The point of this lesson was twofold. First, that it is myopic to think that people need certain assets; rather what they need is the outcome of that asset. People don’t need cars, they need mobility. Cities don’t need street lights, they need streets that are safe to drive on and walk down at night. People don’t need drill bits, they need holes.
Secondly, that this shift from buying products to buying outcomes would require emerging digital capabilities that we were just beginning to catch glimpses of 25 years ago. These digital capabilities would enable companies to measure, analyze, and adjust their offerings in near real time in order to deliver and quantify their value. Such outcomes may range from guaranteed machine uptimes on factory floors, to actual amounts of energy savings in commercial buildings, to guaranteed crop yields from a specific parcel of farmland.

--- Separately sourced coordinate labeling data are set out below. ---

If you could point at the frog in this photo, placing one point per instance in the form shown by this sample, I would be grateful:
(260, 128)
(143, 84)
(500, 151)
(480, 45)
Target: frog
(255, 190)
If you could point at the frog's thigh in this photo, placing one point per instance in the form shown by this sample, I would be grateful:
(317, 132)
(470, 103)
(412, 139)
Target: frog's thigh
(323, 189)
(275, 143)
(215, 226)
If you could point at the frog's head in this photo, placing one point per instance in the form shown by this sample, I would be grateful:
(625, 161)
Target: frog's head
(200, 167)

Half way in, and we certainly appear to be well on our way to realizing that prophecy. Enabled by increasingly rugged, low cost sensors, the physical world is becoming digitized. Over the last 10 years, the digital exhaust from these sensor readings has enabled greater efficiencies, safety, and revenue opportunities.
Companies like Union Pacific were early beneficiaries by analyzing 20 million daily sensor readings that described the temperature and sounds from train wheel bearings. Union Pacific can now predict a derailment with a high degree of confidence more than a week out, which has cut bearing-related derailments by 75 percent and reduced unscheduled maintenance-related delays. Quite an achievement considering that a train derailment can cost upwards of $40M and put lives at risk.

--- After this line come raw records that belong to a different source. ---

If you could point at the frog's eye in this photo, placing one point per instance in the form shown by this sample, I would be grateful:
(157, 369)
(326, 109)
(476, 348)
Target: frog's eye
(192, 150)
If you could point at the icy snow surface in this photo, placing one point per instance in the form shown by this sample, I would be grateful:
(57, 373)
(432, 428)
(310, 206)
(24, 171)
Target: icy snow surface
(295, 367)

Valmet has traditionally been a manufacturer of pulp grinding machines that produce tissues, glossy paper, cardboard and other paper products. Valmet began instrumenting these machines - which are the size of a football field - to better understand what leads to unplanned downtime and inefficient consumption of machine consumables, such as belts, felts and chemicals. The resulting data and analytics have led to two new revenue opportunities for Valmet. First, they can deliver a service to clients on how to best optimize the machine for maintenance, which leads to higher uptime for their clients. Second, they are able to quantify the value of their higher priced (and higher quality, as a matter of fact) consumables with respect to life expectancy under actual client operating conditions.
What we are starting to see now is that the industrial IoT leaders are establishing board level goals that go beyond operational efficiencies, safety, and add-on revenue streams to something much more disruptive and fundamentally game changing by selling outcomes.

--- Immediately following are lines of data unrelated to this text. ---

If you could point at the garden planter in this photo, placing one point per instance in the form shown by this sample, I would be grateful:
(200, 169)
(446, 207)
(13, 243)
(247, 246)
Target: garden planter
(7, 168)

Companies like Monsanto are moving from selling products like seeds and fertilizers, to precision agriculture where crop yields are maximized. By connecting smart farm equipment such as tractors, tillers and seeders with data on weather, soil conditions, and crop health, Monsanto can measure, analyze, and adjust activities like when and how a farmer ploughs his field, how deep to plant the seed, and spacing of plants in a row. Crops have their best chance to reach their highest potential when data from billions of events, coupled with combinations of analytic techniques involving statistics, machine learning, and graph analysis aid farm management practices.